Discussion on same-sex marriage will start soon, government says
A bill to legalize same-sex marriage neither “freezes” nor is expedited, government spokesman Pavlos Marinakis said on Friday.
“A conversation will have to take place first, which will begin very soon,” Marinakis said in an interview with Skai radio. “There will first have to be an exhaustive analysis and description of what we want to accomplish.”
Earlier on Friday, SYRIZA leader Stefanos Kasselakis said that his party will table its own bill on marriage equality, following remarks by Prime Minister Kyriakos Mitsotakis on Thursday that were widely interpreted as putting a brake on his government’s plans to introduce same-sex marriage.
In a separate announcement, the leader of the New Left party, which comprises MPs that broke away from SYRIZA in the autumn, said his party will also table a bill to legalize same-sex marriage.
“We want people to understand. We want those who feel insecure, those who might hold what might hold negative views towards the government’s intentions, to understand precisely what it is we want to do before formulating any opinion,” Marinakis said.
Mitsotakis said shortly after his reelection in 2023 that he plans to legalize same-sex marriage during his second term in government, but stopped short of specifying when this would happen.
The bill has been met with reactions within the ruling Conservatives. In November last year, Minister of State Makis Voridis said he would resign if Mitsotakis were to request party discipline in a parliamentary vote for the bill. Former prime minister Antonis Samaras said in an interview with Kathimerini last November that he will vote against legalizing same-sex marriage, claiming that “we must support the nuclear family, where we have parental models of both sexes.”

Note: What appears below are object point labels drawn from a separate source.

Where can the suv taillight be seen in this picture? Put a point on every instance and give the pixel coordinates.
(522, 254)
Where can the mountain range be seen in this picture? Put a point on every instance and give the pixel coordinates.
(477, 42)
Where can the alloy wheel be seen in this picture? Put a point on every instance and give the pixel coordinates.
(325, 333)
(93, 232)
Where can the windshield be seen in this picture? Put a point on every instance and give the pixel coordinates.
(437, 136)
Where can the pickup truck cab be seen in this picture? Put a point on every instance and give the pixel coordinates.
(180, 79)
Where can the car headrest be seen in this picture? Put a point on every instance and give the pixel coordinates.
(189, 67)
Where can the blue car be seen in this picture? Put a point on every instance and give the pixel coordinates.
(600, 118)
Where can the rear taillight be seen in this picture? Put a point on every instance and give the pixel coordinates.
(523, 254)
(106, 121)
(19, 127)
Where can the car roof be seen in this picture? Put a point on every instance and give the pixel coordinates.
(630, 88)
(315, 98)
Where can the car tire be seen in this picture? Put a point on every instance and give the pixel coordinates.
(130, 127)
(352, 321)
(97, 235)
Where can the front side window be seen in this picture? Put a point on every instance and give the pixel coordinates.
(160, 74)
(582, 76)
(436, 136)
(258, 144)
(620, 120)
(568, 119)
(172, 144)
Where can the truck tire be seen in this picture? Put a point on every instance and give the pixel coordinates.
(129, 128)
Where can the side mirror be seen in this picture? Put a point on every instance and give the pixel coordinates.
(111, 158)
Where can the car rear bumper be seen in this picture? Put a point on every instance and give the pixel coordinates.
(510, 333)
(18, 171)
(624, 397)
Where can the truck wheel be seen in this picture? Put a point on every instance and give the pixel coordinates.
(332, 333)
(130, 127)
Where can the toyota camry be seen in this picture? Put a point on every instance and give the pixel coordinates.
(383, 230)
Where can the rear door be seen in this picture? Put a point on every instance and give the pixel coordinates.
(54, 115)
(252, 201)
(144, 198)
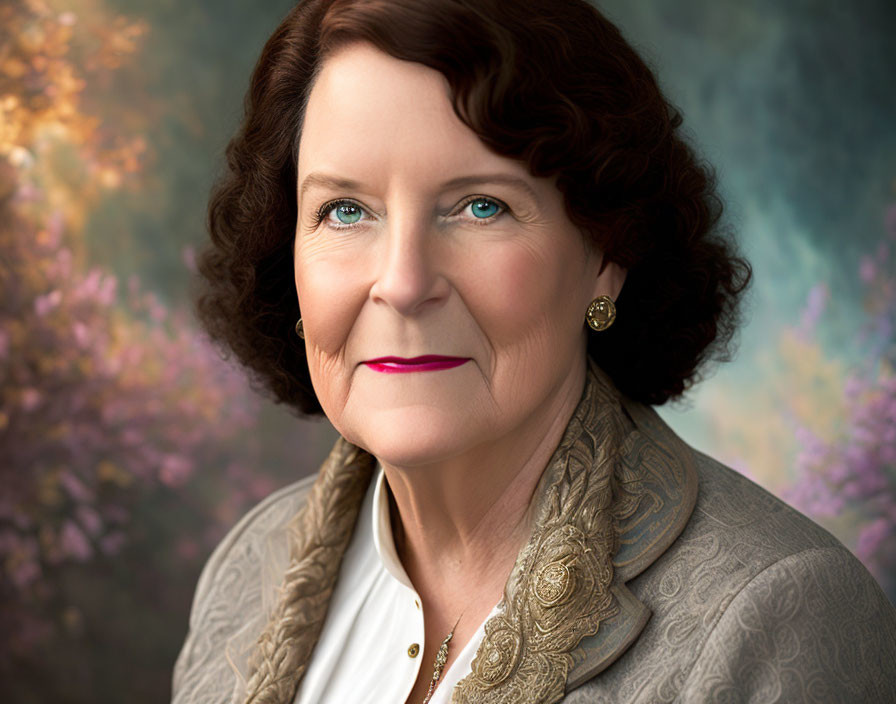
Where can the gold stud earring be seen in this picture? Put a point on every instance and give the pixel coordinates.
(601, 313)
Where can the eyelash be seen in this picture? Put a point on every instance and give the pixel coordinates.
(325, 209)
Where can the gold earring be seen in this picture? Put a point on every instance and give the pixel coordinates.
(601, 313)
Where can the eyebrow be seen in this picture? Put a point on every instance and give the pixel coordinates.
(325, 180)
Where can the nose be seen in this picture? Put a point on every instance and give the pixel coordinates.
(410, 277)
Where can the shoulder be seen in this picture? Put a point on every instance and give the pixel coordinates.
(753, 601)
(232, 596)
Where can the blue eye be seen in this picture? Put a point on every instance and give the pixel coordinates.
(347, 212)
(484, 208)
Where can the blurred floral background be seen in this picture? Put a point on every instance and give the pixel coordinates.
(128, 447)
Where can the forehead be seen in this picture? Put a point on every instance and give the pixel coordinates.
(368, 109)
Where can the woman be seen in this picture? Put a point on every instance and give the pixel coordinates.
(502, 253)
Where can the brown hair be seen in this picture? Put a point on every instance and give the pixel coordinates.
(549, 82)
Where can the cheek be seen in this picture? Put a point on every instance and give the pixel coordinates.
(329, 304)
(529, 300)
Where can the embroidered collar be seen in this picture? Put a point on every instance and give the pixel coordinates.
(616, 493)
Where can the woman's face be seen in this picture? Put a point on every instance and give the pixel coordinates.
(430, 244)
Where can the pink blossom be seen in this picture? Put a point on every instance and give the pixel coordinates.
(30, 399)
(175, 470)
(74, 486)
(44, 304)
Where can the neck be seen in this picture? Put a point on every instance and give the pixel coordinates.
(462, 520)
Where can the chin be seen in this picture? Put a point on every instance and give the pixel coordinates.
(414, 436)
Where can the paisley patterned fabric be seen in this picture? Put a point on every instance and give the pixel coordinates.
(653, 574)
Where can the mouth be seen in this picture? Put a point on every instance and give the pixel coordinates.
(424, 363)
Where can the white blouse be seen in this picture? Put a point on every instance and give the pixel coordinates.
(370, 648)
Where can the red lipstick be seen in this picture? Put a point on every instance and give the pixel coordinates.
(424, 363)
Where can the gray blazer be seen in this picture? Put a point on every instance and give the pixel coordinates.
(732, 596)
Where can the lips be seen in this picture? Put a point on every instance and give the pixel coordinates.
(405, 365)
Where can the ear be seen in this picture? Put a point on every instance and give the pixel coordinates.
(609, 280)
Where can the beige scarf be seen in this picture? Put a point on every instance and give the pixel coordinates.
(559, 592)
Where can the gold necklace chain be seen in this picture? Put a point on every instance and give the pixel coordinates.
(441, 659)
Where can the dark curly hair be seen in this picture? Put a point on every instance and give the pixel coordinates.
(551, 83)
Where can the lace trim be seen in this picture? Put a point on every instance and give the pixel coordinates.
(559, 590)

Greece’s Orthodox Church also opposes such a move. The Church’s governing Holy Synod issued a 1,500-word opinion last December, claiming that children are being treated as “accessories” and “companion pets” for gay couples.
Opinion polls suggest Greeks are evenly divided on the issue of same-sex marriage, but opposed to extending full parental rights to gay couples.
Greece legalized same-sex civil unions in 2015.